Basse C W, Lottspeich F, Steglich W, Kahmann R
Institut für Genetik und Mikrobiologie, Universität München, Germany.
Eur J Biochem. 1996 Dec 15;242(3):648-56. doi: 10.1111/j.1432-1033.1996.0648r.x.
The phytopathogenic basidiomycetc Ustilago maydis produces indole-3-acetic acid (IndCH2COOH) and indole-3-pyruvic acid (Ind-Prv) from tryptophan. Indole-3-acetaldehyde (IndCH2CH2O) is the common intermediate in the conversion of Ind-Prv and tryptamine to IndCH2COOH. We purified an enzyme (Iad1) from U. maydis that catalyzes the NAD(+)-dependent conversion of IndCH2CH2O to IndCH2COOH and isolated corresponding cDNA and genomic clones. The identity of the cDNA clone was confirmed by expression in Escherichia coli and demonstration of enzymatic activity. In U. maydis, iad1-null mutants were generated by gene replacement. The ability to convert IndCH2CH2O to IndCH2COOH was at least 100-fold reduced in U. maydis iad1-null mutants grown in medium with glucose as carbon source. However, the iad1-null mutants were not diminished in their capacity to produce IndCH2COOH from tryptophan, indicating that IndCH2COOH formation from tryptophan apparently proceeds in the absence of IndCH2CH2O dehydrogenase activity under these conditions. Iad1 expression was strongly induced during growth on ethanol while under these conditions iad1-null mutants were unable to grow. This reveals that iad1 is primarily engaged in the conversion of ethanol to acetate. In iad1-null mutants we detected an additional NAD(+)-dependent IndCH2CH2O dehydrogenase activity that was induced during growth on L-arabinose but repressed in the presence of D-glucose. In arabinose-containing medium the conversion of tryptophan to IndCH2COOH was approximately 5-fold reduced in wild-type strains but 10-15-fold reduced in iad1-null mutant strains compared to IndCH2COOH formation in glucose-containing medium. In addition, the formation of Ind-Prv from tryptophan was abolished in wild-type and iad1-null mutant strains. During growth on arabinose, the conversion of tryptamine to IndCH2COOH was strongly favored suggesting that the glucose-repressible IndCH2CH2O dehydrogenase is required to convert IndCH2CH2O derived from tryptamine to IndCH2COOH.

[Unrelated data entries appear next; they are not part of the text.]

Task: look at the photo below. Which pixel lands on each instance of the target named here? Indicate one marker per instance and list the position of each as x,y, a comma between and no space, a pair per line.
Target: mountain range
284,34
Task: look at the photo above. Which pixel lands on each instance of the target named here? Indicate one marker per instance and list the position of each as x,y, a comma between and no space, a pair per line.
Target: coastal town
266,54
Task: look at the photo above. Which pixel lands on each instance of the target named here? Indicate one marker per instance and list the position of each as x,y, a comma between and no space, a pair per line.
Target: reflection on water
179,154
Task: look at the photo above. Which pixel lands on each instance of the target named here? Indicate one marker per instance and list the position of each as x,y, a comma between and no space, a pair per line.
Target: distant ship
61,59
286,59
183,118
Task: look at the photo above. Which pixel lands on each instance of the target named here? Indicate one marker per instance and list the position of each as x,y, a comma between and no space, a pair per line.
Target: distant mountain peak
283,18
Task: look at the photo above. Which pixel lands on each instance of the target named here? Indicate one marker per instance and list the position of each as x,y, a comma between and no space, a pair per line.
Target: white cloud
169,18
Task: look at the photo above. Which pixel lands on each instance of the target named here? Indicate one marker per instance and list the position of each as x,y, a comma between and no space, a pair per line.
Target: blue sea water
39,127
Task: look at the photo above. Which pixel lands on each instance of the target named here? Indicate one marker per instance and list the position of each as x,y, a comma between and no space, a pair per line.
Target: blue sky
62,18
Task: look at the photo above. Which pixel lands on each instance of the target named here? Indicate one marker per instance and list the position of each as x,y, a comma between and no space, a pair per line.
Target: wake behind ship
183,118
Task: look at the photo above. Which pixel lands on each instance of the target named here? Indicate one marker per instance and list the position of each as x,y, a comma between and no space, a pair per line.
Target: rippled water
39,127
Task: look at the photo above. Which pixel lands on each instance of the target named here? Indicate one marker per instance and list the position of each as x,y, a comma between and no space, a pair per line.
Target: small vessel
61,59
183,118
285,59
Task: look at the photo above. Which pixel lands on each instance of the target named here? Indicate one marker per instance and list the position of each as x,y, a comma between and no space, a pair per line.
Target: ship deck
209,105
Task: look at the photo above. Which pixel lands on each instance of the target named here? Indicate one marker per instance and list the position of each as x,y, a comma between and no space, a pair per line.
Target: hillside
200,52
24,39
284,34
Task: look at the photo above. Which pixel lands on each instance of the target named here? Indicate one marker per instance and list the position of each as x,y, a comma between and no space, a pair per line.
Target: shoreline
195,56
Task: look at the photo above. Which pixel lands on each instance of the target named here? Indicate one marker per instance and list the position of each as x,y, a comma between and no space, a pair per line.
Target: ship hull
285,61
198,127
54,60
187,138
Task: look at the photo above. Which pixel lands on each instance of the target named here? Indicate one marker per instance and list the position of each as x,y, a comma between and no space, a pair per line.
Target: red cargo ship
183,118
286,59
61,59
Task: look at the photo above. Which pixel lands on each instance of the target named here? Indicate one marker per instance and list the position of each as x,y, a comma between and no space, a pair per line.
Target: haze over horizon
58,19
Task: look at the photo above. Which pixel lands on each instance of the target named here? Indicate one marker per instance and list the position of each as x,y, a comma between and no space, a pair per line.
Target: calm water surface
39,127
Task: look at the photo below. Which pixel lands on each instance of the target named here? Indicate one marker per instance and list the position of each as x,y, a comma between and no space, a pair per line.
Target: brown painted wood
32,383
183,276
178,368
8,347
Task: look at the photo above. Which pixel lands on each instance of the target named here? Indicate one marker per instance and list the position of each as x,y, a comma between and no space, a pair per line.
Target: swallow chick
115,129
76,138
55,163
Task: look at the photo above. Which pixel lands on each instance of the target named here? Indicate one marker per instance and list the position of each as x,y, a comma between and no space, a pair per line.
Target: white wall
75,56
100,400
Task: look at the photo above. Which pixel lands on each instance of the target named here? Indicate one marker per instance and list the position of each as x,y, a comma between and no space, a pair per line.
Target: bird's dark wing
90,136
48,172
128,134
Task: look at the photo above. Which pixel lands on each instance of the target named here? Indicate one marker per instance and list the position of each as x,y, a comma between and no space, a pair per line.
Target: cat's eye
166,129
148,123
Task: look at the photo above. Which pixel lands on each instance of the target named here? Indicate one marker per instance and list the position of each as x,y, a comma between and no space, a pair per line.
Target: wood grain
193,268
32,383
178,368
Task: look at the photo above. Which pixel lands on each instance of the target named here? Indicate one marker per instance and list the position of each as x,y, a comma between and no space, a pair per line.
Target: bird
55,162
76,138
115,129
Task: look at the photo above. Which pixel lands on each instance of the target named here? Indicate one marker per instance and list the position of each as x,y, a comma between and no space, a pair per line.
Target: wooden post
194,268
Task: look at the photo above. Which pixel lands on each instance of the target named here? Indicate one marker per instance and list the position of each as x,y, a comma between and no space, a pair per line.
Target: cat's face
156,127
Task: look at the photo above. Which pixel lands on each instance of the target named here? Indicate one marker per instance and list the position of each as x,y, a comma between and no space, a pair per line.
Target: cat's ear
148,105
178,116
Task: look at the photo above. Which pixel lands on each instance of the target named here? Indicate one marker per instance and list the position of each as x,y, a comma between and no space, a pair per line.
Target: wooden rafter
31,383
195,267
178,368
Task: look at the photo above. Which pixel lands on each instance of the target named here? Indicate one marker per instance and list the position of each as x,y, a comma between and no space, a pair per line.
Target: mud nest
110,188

植物病原担子菌玉米黑粉菌可从色氨酸产生吲哚 - 3 - 乙酸(IndCH2COOH)和吲哚 - 3 - 丙酮酸(Ind - Prv)。吲哚 - 3 - 乙醛(IndCH2CH2O)是Ind - Prv和色胺转化为IndCH2COOH过程中的共同中间体。我们从玉米黑粉菌中纯化了一种酶(Iad1),它催化IndCH2CH2O依赖NAD(+)转化为IndCH2COOH,并分离出了相应的cDNA和基因组克隆。通过在大肠杆菌中的表达和酶活性的证明,证实了cDNA克隆的身份。在玉米黑粉菌中,通过基因替换产生了iad1基因缺失突变体。在以葡萄糖作为碳源的培养基中生长的玉米黑粉菌iad1基因缺失突变体,将IndCH2CH2O转化为IndCH2COOH的能力至少降低了100倍。然而,iad1基因缺失突变体从色氨酸产生IndCH2COOH的能力并未减弱,这表明在这些条件下,色氨酸形成IndCH2COOH显然是在没有IndCH2CH2O脱氢酶活性的情况下进行的。在乙醇上生长期间,Iad1表达被强烈诱导,而在这些条件下iad1基因缺失突变体无法生长。这表明iad1主要参与乙醇向乙酸的转化。在iad1基因缺失突变体中,我们检测到了另一种依赖NAD(+)的IndCH2CH2O脱氢酶活性,它在以L - 阿拉伯糖为碳源生长时被诱导,但在D - 葡萄糖存在时受到抑制。在含阿拉伯糖的培养基中,与在含葡萄糖的培养基中IndCH2COOH的形成相比,野生型菌株中色氨酸向IndCH2COOH的转化降低了约5倍,而iad1基因缺失突变体菌株中则降低了10 - 15倍。此外,野生型和iad1基因缺失突变体菌株中色氨酸向Ind - Prv的形成均被消除。在以阿拉伯糖为碳源生长期间,色胺向IndCH2COOH的转化受到强烈促进,这表明需要葡萄糖可抑制的IndCH2CH2O脱氢酶将来自色胺的IndCH2CH2O转化为IndCH2COOH。